Lucy Carmichael Read online




  LUCY

  CARMICHAEL

  BY

  MARGARET KENNEDY

  TO

  JULIA DAVIES

  She was not an existence, an experience, a passion, a structure of sensations, to anybody but herself…. Even to her friends she was no more than a frequently passing thought. If she made herself miserable the livelong night and day it was only this much to them — “Ah, she makes herself unhappy”. If she tried to be cheerful, to dismiss all care, to take pleasure in the daylight … she could only be this idea to them — “Ah, she bears it very well”.

  THOMAS HARDY

  Tess of the d’Urbervilles

  CONTENTS

  Title Page

  Dedication

  Epigraph

  I. LUCY’S WEDDING

  II. THE LUMP

  III. MELISSA’S WEDDING

  IV. THE RAVONSBRIDGE HAMLET

  V. SECOND SPRING

  VI. L’AFFAIRE ANGERA

  VII. THE LINCOLNSHIRE HANDICAP

  Copyright

  PART I

  LUCY’S WEDDING

  1

  ON a fine evening in September Melissa Hallam sat in Kensington Gardens with a young man to whom she had been engaged for three days. They had begun to think of the future and she was trying to explain her reasons for keeping the engagement a secret as long as possible.

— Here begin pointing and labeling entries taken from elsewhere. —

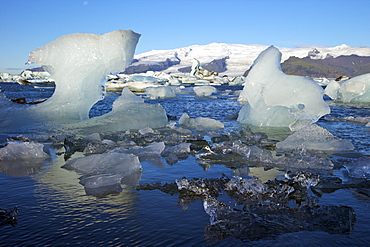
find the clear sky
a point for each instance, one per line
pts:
(168, 24)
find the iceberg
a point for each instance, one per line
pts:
(108, 163)
(314, 138)
(354, 90)
(279, 100)
(22, 150)
(78, 63)
(204, 91)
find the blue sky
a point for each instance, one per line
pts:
(167, 24)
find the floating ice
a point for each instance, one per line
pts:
(161, 92)
(315, 138)
(22, 150)
(78, 63)
(204, 91)
(200, 123)
(129, 112)
(277, 99)
(107, 163)
(354, 90)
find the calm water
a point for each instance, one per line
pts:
(54, 209)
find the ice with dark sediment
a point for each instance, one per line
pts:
(359, 168)
(314, 138)
(279, 100)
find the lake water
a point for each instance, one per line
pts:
(54, 209)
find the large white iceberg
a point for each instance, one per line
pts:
(78, 63)
(354, 90)
(279, 100)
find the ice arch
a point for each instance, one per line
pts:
(279, 100)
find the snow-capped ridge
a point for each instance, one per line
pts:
(238, 57)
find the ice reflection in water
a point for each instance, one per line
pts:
(54, 206)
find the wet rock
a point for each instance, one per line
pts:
(8, 216)
(260, 221)
(359, 168)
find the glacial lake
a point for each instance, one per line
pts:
(54, 209)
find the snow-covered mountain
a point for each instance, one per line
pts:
(237, 58)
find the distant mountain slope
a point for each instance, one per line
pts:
(351, 66)
(228, 59)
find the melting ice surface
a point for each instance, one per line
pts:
(78, 63)
(279, 100)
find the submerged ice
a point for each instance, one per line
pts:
(279, 100)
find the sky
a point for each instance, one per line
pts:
(168, 24)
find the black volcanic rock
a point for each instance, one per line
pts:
(137, 67)
(217, 65)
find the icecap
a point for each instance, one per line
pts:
(354, 90)
(315, 138)
(279, 100)
(78, 63)
(200, 123)
(204, 91)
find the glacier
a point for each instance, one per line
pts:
(78, 63)
(279, 100)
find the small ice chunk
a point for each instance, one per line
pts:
(163, 92)
(200, 123)
(107, 163)
(22, 150)
(154, 149)
(354, 90)
(314, 138)
(97, 181)
(204, 91)
(146, 130)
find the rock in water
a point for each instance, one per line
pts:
(279, 100)
(200, 123)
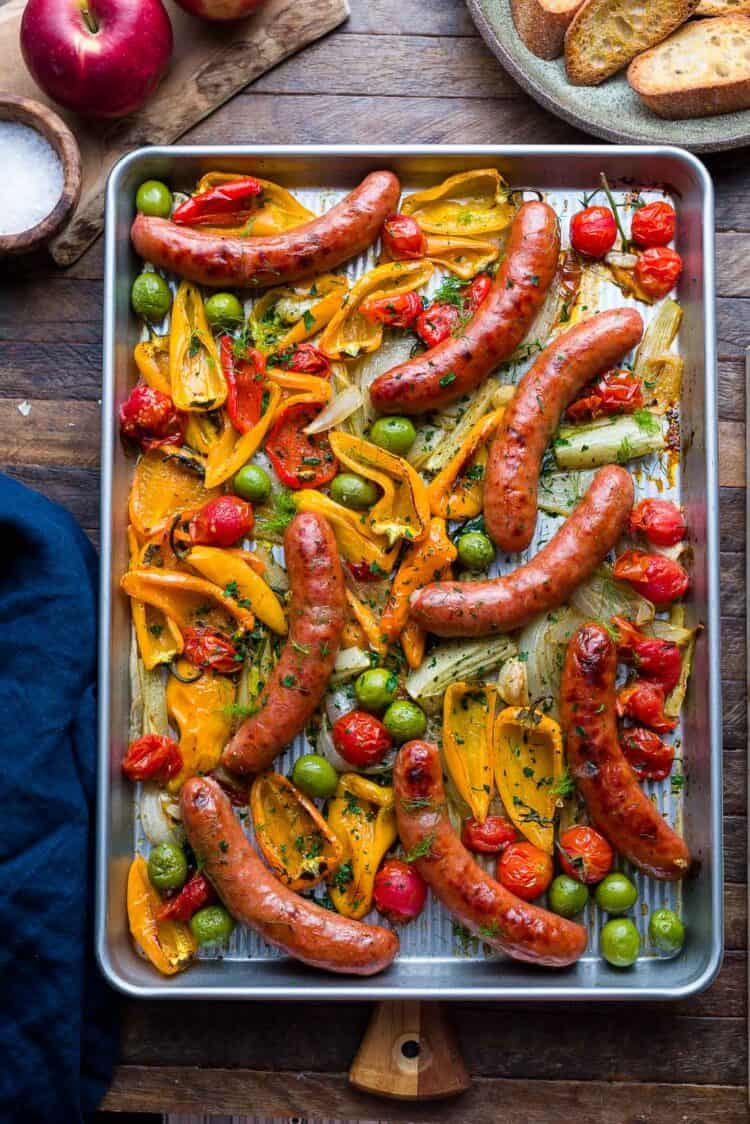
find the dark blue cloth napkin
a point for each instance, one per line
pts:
(57, 1034)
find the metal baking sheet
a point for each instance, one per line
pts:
(435, 961)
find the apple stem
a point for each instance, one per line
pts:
(89, 18)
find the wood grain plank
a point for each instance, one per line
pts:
(143, 1088)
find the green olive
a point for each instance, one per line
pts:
(404, 721)
(168, 867)
(224, 311)
(315, 776)
(615, 894)
(376, 688)
(151, 297)
(353, 491)
(620, 942)
(567, 896)
(210, 924)
(396, 435)
(253, 483)
(476, 551)
(154, 198)
(666, 931)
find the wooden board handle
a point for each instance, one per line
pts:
(409, 1052)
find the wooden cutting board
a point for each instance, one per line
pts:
(210, 63)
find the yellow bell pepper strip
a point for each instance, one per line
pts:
(182, 597)
(168, 944)
(285, 317)
(527, 762)
(354, 537)
(157, 636)
(274, 211)
(296, 841)
(163, 486)
(423, 562)
(403, 510)
(152, 359)
(201, 710)
(196, 374)
(466, 257)
(466, 205)
(234, 450)
(363, 817)
(240, 583)
(349, 333)
(468, 724)
(367, 619)
(441, 491)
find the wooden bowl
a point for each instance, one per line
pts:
(53, 128)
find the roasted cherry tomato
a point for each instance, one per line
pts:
(300, 460)
(490, 836)
(524, 870)
(657, 660)
(148, 417)
(658, 270)
(653, 225)
(650, 758)
(660, 520)
(397, 311)
(226, 205)
(245, 379)
(403, 237)
(644, 703)
(585, 854)
(399, 891)
(152, 757)
(593, 232)
(208, 649)
(615, 392)
(307, 359)
(196, 894)
(652, 576)
(222, 522)
(361, 739)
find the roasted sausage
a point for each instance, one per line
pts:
(532, 416)
(460, 363)
(256, 898)
(491, 913)
(315, 247)
(477, 608)
(317, 614)
(615, 800)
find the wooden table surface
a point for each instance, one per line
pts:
(408, 71)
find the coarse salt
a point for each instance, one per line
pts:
(32, 180)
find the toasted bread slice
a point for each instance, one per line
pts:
(723, 8)
(699, 71)
(542, 24)
(606, 34)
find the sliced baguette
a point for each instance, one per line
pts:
(702, 70)
(605, 35)
(723, 8)
(542, 24)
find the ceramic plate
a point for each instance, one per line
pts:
(610, 110)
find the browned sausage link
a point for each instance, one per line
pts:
(489, 911)
(256, 898)
(515, 460)
(316, 621)
(315, 247)
(460, 363)
(477, 608)
(615, 801)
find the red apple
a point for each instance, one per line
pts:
(220, 9)
(99, 57)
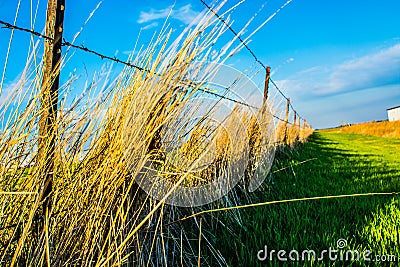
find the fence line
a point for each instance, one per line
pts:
(247, 48)
(190, 83)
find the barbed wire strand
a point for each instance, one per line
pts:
(247, 48)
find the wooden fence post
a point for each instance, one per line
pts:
(266, 86)
(49, 97)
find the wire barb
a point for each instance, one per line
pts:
(117, 60)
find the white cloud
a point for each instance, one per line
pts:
(373, 70)
(151, 25)
(184, 14)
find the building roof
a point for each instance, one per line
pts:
(393, 108)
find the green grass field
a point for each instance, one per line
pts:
(337, 164)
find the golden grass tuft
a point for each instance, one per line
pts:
(389, 129)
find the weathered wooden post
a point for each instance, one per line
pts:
(49, 97)
(266, 85)
(285, 137)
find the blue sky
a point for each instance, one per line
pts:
(339, 61)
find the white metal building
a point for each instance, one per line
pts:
(394, 113)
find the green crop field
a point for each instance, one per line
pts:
(329, 164)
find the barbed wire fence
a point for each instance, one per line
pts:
(268, 80)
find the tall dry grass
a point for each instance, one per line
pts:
(99, 215)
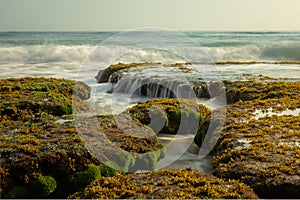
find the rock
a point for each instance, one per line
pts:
(259, 144)
(103, 75)
(174, 184)
(123, 141)
(173, 116)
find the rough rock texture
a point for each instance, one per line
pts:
(103, 75)
(172, 113)
(259, 144)
(173, 184)
(45, 147)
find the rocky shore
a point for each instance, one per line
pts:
(49, 152)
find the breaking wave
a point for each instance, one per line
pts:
(78, 53)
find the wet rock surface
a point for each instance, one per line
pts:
(183, 184)
(259, 143)
(45, 149)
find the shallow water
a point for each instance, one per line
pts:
(81, 55)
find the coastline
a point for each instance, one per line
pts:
(241, 110)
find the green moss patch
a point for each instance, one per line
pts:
(263, 152)
(173, 184)
(172, 115)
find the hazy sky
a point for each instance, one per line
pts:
(64, 15)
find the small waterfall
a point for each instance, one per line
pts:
(155, 87)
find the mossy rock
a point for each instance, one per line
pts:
(259, 88)
(38, 188)
(103, 75)
(121, 140)
(262, 151)
(81, 179)
(177, 115)
(24, 97)
(33, 143)
(173, 184)
(43, 186)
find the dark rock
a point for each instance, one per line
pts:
(173, 184)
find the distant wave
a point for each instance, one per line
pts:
(78, 53)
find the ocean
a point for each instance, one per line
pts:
(212, 56)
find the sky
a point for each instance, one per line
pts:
(104, 15)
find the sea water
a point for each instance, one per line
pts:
(80, 55)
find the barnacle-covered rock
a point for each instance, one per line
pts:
(103, 75)
(122, 140)
(171, 116)
(259, 145)
(173, 184)
(22, 98)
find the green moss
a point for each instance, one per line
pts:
(43, 186)
(18, 192)
(109, 169)
(199, 137)
(163, 184)
(82, 179)
(185, 114)
(124, 159)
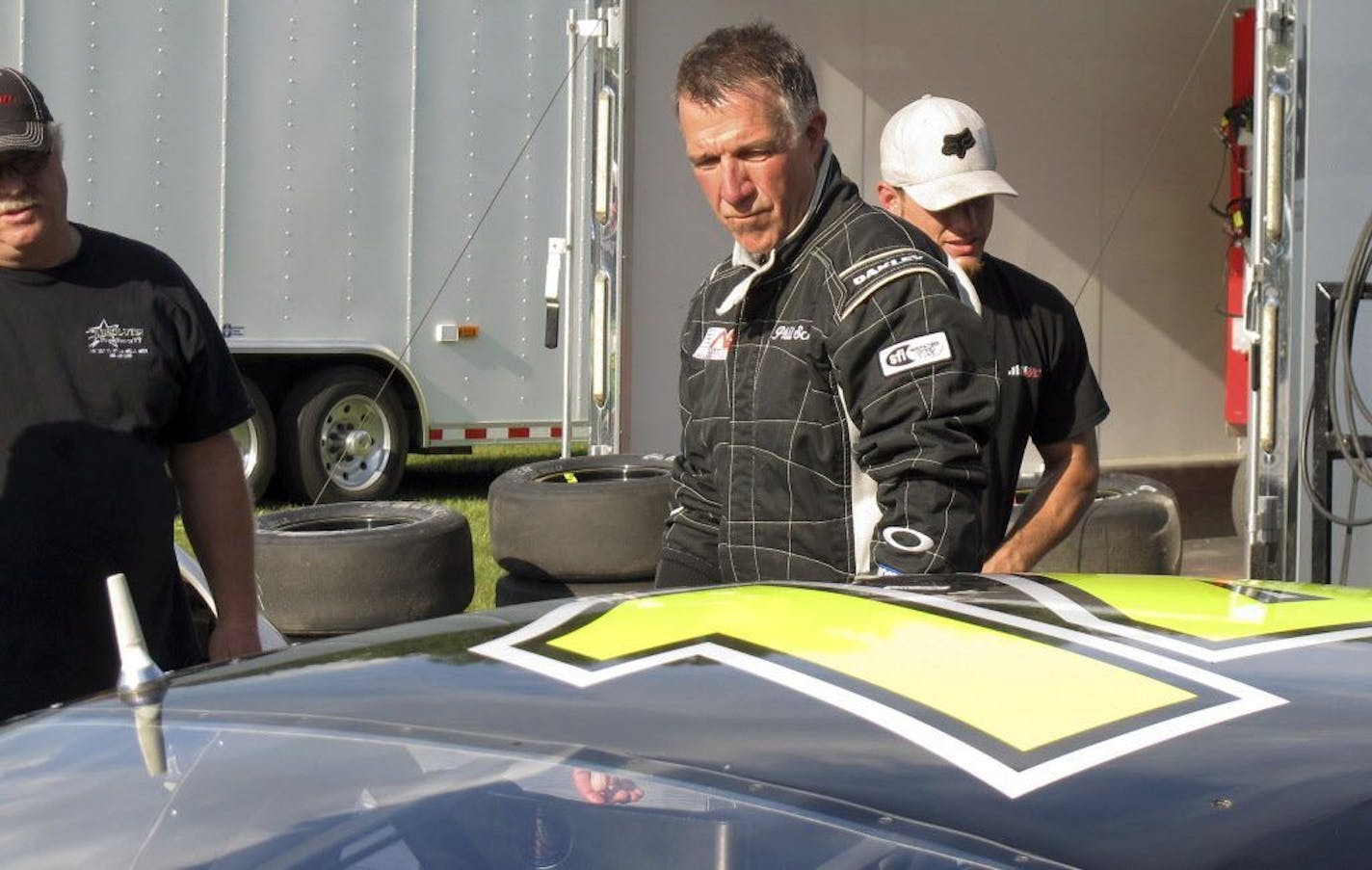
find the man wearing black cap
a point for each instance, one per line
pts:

  “If my mother knows of it first,” she said, “my father will be wounded to the quick.”

  John Beauclerc had only just learnt that he was to have a father-in-law. He had always supposed that Mr. Hallam, whose name was never mentioned, must be dead. But it appeared that he had merely left his family and was living by himself in a hotel at Budleigh Salterton.

  “Can’t you,” he suggested, “write and tell him first?”

  “That would wound my mother to the quick.”

  “You could tell her next morning, just when he was reading your letter. Then they’d know simultaneously.”

  “Ah, but the morning is a bad time with my mother. She is at leisure and able to listen to one. Fatal! She will instantly discover all the objections.”

  “But are there so many objections? I don’t see…”

  “Of course there aren’t. None. But that is so dull. My mother believes that life ought to be tense and dramatic. She would prefer one’s choice to be disastrous. If you had been born in the gutter, or were tubercular and couldn’t support one, she would be most sympathetic. As it is, I must choose a moment when she is involved in some other drama, late for an appointment, too frantic to listen. Then she’ll say: Marry anybody you like but don’t keep me now! You don’t know my mother.”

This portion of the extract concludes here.